Are these relaxations enough?

  • Since the full lockdown lasted longer than initially envisaged, and only began to unwind this month, the forbearance on offer was necessary.
  • But given the extent of economic damage as well as the States’ fiscal positions in the period between these two meetings of the Council, its decisions are far from sufficient.
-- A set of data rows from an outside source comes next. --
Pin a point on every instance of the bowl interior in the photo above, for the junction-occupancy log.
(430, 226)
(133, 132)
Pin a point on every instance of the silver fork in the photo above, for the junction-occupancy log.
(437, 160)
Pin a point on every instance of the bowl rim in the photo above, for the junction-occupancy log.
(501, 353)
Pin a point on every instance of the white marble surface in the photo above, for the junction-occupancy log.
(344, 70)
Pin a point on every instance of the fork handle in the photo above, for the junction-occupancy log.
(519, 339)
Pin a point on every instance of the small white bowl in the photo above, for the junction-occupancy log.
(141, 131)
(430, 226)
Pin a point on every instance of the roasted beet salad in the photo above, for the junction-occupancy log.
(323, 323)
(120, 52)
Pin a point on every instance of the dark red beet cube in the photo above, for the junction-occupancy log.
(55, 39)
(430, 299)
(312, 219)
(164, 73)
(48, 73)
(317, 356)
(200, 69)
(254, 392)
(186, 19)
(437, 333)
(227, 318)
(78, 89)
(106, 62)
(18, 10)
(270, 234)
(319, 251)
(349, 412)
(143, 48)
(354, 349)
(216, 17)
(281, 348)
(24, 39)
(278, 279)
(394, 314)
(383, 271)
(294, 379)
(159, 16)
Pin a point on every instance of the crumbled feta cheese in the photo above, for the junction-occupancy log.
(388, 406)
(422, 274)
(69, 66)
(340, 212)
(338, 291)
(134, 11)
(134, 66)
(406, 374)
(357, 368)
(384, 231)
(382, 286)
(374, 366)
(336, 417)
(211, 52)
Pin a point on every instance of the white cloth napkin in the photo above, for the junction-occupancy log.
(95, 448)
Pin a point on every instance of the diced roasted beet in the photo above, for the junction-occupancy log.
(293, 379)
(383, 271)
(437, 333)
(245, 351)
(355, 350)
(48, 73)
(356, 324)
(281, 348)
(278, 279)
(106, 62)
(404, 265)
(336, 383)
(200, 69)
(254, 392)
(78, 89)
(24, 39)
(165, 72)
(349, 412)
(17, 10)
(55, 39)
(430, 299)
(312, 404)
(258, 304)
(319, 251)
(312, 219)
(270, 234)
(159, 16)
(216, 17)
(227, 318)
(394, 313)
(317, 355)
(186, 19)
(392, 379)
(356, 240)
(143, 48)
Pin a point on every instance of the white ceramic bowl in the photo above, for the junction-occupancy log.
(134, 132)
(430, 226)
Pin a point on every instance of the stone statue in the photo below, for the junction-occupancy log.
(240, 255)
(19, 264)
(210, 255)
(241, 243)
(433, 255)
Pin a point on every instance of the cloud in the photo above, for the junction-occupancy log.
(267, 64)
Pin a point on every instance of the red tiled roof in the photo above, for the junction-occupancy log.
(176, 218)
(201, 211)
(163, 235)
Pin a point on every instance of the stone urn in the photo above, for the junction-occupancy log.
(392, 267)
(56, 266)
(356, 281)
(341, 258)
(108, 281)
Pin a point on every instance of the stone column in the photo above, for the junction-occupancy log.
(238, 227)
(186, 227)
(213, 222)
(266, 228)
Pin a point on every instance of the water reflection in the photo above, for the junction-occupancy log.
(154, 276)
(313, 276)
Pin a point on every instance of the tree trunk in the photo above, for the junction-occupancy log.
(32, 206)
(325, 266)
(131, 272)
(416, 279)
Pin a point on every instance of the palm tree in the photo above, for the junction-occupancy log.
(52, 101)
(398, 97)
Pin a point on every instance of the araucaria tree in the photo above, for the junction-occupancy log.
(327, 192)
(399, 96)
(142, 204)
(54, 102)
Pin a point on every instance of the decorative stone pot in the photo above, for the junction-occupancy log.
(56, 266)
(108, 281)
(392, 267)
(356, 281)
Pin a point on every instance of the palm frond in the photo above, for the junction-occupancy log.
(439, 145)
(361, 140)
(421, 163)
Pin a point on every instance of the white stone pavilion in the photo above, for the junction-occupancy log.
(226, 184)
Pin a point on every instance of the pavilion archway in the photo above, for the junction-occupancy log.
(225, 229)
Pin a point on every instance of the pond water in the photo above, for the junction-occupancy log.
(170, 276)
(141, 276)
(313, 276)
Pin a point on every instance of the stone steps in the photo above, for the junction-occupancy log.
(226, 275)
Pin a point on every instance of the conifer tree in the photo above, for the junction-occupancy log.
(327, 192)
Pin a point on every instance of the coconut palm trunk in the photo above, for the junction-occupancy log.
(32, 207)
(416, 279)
What are the revenue gaps?

  • In March, GST collections had slipped to Rs. 97,597 crore after surpassing the Rs. 1-lakh crore mark over the previous four months
  • The numbers for April and May will not be known before July.
  • Finance Minister has told State representatives in the Council that just 45% of the indirect tax target had been met in the past two months.

What do the States want?

  • Although aware of the dwindling tax kitty during the lockdown, States have had their hands full managing the pandemic.
  • It is for this reason that several States have been urging the Centre to extend emergency fiscal support.
  • They want the Centre to release past GST compensation dues enshrined in the pact that allowed the new tax regime to take off three years ago.

What did the Centre do?

  • In its stimulus package, in May, the Centre enhanced States’ power to borrow, but only part of that was completely unconditional.
  • A large chunk was contingent on States undertaking specified reforms.
  • These reforms may be long-pursued ideals, but whether this is the right time for prioritising them has been questioned.
  • GST compensation (for revenue shortfalls in the first 5 years of GST) due to States for December 2019 to February 2020 was only released on June 4.
  • Perhaps, it was timed to pre-empt discontent in the Council’s meeting.

What could be done?

  • The GST Council did not finalise the way forward for paying States the compensation.
  • One of the officially discussed ideas on the table is to raise loans against future GST cess accruals in order to recompense States.
  • Any decision on this front can only be expected at a special meet in July.
  • The proposed GST rate rationalisations in the textiles, footwear and fertilizers sectors that were on the Council’s agenda will also be decided only by July.